Les Arcs Film Festival
- Location: Les Arcs, France
- Founded: 2009
- Founded by: Pierre-Emmanuel Fleurantin, Guillaume Calop, Jérémy Zelnik
- Artistic director: Frédéric Boyer

= Les Arcs Film Festival =

French Film festival

Les Arcs Film Festival is an annual European film festival held every December in Les Arcs in the French Alps.

== Profile ==

Les Arcs was co-founded in 2009 by Pierre-Emmanuel Fleurantin (CEO), Guillaume Calop (general manager), and Jérémy Zelnik (head of industry), on the grounds of the ski resort of the same name. The mountain location dictated the overall atmosphere of the event, despite aiming to be of international importance, Les Arcs does not split the audience from the professionals and maintains an open and equal environment. By 2018, the event's budget reached €1 m.

The festival's main award is the Crystal Arrow. At the 5th edition, the Femme de Cinema award was established. Other festival awards include the Best Actress and Best Actor prizes, Best Original Score, Best Cinematography, Cineuropa Andrea D'Aquino Award, Youth Jury Prize, Audience Award, Les cinglés du cinéma award, Universciné award for the Hauteur selection, Best Short Film Award, and Special Mention.

Apart from the main competition, the festival features such sections as Oscars on skis, Playtime, Hauteurs, Focus, and a recurring professional event — the Industry Village that aims to promote European cinema and aid emerging filmmakers. In 2018, the Talent Village was established for training of future cinema professionals. Along with Norwegian International Film Festival, Karlovy Vary, and Thessaloniki, Les Arcs participates in the Eurimages Lab Project Award that offers its winner a 50,000 euros cash prize.

== Editions ==

The 10th edition of Les Arcs Film Festival took place on 15–22 December 2018.

The 12th edition of Les Arcs took place on 12–19 December 2020, during the COVID-19 pandemic and was organized in a hybrid mode. Titled Off-Piste, the 12th edition made 80% of the screening online, while some professional events took place on site, and the Industry Village was relocated to Paris.

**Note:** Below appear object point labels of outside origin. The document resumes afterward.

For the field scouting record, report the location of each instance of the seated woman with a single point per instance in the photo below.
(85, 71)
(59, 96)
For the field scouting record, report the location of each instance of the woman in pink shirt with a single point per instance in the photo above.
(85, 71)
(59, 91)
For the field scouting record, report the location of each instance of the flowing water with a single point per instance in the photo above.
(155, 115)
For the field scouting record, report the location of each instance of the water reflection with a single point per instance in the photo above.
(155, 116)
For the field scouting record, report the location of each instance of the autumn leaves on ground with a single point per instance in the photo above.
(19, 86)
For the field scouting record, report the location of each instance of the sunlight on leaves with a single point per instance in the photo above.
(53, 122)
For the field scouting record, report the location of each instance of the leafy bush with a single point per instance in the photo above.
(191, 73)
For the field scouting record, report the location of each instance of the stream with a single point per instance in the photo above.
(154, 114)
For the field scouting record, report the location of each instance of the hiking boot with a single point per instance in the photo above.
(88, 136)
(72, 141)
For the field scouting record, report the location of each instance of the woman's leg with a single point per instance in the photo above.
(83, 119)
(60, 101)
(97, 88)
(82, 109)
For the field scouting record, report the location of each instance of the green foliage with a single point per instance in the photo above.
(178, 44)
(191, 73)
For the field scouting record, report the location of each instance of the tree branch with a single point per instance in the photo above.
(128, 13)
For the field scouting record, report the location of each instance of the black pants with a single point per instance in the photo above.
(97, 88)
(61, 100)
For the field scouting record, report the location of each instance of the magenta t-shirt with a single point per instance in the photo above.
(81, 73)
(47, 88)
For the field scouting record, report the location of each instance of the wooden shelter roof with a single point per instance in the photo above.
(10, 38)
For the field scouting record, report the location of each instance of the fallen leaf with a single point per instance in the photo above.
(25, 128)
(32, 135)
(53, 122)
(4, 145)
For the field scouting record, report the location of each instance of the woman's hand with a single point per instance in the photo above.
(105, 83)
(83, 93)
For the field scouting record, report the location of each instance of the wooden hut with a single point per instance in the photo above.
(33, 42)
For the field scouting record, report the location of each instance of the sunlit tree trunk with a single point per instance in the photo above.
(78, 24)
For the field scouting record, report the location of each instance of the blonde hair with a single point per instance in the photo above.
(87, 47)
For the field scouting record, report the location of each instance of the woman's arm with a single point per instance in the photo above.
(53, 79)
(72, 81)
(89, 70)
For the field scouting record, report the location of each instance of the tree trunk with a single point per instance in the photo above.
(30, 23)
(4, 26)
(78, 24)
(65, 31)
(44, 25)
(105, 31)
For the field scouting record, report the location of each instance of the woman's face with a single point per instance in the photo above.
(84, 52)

The 15th edition took place on 16–23 December 2023, at the Savoyard resort. The jury, presided by director Asghar Farhadi, included actress Rebecca Marder, actor Vincent Lacoste, composer Irène Drésel and novelist Christine Angot. The Swedish director Ruben Östlund became the Talent Village tutor. The 15th edition hosted a lot of high guests, including Isabelle Huppert, Jonathan Cohen, Vincent Macaigne, Joachim Lafosse, Matthias Schoenaerts, and Michel Hazanavicius. The Crystal Arrow went to Lithuanian director Marija Kavtaradze for her feature Slow. The TitraFilm award was won by Little Trouble Girls, a debut feature by Urška Djukić.

The 16th edition took place on 14-21 December, 2024. Happy Days by Dutch director Floor Van Der Meulen won the Eurimages Co-Production Development Prize.